Even though the doctors gave him only three weeks to live in 2010, Z lasted an astounding two more years and my mother was told that it was because of the love. We sang, danced, prayed, ate, watched American Idol, and laughed by his side. Even if Z didn't know what was going on, we still made him feel as if he was a human being who deserved attention just like anyone else.

Throughout the entire marriage, Z said that if anything happens to him, go to the Veteran's Affairs and my mother never asked why. He always reminded her at odd times so she didn't think much of it. When Z was on hospice, the reminder became more persistent and that's when my mom began to work on his case.

Suddenly, one day in 2012, Z looked up at the ceiling, raised his arms, and smiled. He hadn't raised his arms in two years. My mother and her father, who is a Bishop, thought that his time was coming. "The angels are coming to get 'em," My grandfather said with a smile.

When Z was in the hospital during his final days, he smiled at my mother and me even while he was semi-unconscious.

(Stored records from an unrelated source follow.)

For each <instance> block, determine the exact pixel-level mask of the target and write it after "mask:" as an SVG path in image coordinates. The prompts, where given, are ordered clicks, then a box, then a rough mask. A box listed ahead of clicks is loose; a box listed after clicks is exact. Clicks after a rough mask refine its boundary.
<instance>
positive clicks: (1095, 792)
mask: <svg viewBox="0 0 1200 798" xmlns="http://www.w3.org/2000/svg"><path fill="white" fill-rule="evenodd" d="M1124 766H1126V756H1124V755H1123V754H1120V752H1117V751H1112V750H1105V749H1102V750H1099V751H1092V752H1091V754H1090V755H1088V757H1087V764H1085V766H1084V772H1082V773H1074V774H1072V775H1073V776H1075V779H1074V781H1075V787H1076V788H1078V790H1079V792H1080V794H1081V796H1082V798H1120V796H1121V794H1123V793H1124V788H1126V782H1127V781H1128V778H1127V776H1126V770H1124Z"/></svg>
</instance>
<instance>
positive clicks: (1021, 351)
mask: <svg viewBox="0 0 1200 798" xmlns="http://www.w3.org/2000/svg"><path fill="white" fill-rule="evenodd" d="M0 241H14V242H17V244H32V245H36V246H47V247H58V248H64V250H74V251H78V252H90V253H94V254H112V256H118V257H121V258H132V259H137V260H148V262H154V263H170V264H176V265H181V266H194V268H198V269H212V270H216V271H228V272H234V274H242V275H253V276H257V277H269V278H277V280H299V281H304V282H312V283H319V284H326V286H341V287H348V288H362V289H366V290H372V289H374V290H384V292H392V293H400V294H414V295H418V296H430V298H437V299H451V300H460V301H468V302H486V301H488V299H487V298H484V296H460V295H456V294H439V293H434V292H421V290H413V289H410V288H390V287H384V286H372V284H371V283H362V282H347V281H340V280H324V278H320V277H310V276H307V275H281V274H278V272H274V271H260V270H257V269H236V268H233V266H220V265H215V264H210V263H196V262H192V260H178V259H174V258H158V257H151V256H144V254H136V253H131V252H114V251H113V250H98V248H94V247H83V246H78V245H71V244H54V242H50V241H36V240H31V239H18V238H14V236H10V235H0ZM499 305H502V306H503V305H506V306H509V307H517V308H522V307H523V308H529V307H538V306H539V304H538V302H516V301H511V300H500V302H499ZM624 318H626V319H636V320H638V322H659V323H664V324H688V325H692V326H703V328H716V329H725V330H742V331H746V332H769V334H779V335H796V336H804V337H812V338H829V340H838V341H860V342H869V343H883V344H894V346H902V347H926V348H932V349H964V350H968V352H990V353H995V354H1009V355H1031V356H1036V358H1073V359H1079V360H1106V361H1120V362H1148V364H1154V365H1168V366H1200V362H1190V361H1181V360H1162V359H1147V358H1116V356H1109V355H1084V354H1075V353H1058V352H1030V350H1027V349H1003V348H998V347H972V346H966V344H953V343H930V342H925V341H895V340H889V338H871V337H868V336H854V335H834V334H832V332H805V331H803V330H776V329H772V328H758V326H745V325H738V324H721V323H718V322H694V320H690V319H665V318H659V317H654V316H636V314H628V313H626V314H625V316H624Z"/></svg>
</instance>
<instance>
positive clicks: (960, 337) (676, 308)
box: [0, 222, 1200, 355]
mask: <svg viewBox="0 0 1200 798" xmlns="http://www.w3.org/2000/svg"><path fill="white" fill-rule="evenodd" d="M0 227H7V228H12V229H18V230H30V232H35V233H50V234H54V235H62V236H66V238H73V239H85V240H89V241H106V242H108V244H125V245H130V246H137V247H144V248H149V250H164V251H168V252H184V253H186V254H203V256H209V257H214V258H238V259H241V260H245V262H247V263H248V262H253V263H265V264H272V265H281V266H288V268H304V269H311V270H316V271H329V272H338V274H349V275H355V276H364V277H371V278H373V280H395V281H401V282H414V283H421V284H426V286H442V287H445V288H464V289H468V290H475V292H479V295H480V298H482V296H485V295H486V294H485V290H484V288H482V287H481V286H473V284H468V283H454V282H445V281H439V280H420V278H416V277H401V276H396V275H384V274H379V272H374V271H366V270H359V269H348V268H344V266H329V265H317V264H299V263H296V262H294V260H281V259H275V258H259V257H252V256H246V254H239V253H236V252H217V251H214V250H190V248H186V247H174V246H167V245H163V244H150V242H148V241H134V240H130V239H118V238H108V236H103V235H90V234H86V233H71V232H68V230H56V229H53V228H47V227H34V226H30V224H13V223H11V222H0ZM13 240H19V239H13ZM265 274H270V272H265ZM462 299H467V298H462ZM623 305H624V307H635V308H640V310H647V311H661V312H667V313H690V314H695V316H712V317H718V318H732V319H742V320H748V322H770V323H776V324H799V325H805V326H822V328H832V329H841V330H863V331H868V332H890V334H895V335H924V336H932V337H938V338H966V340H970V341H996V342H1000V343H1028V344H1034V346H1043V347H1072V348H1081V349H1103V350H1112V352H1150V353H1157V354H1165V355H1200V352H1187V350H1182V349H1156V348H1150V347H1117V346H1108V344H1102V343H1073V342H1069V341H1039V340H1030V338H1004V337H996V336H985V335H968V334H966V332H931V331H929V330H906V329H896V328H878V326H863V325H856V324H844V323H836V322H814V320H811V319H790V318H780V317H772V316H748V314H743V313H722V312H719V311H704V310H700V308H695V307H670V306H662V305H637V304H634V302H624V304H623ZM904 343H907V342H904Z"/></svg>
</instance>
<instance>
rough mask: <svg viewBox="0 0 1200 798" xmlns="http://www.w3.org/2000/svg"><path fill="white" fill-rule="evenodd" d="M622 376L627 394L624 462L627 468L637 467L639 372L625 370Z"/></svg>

On April 20th, 2012 at 6:00 a.m., after my mom took a shower in Z's hospital room, my mother whispered in Z's ear that everything was taken care of. Fifty minutes later, he passed away. It was just my mother and Z, together until the end.

After he died, my mother donated his brain to Harvard University's Center for Brain Science. Weeks later, the result was that Z died from Alzheimer's and other military-related illnesses, not Frontal Temporal Lobe Dementia.

For a while, my mother and I suffered from grief. She would spend days in bed with the curtains closed. I suffered from insomnia and a mild form of OCD. But we recovered. My mother lost 87 pounds and went back to work. I graduated from school without any loans, which would not have been possible if it weren't Z.

To this day, we don't know why it happened to him. We don't know why this illness happens to anyone that we love. But sometimes, the quality of time is more important than its quantity. We spent precious time with a special man whose presence still reverberates throughout our entire lives every day. Despite all the sleepless nights, harsh admonishments from doctors, and tearful prayers, we knew that love prevails and persists. That emotion is not contingent upon someone's actual presence.

For Better, For Worse

For Richer, For Poorer

In Sickness and In Health...

Love inspired my parents to say those vows. Love tested them when sickness threatened to take them apart. And it was love that kept us strong even as we go on with our own lives...and so will it do for you.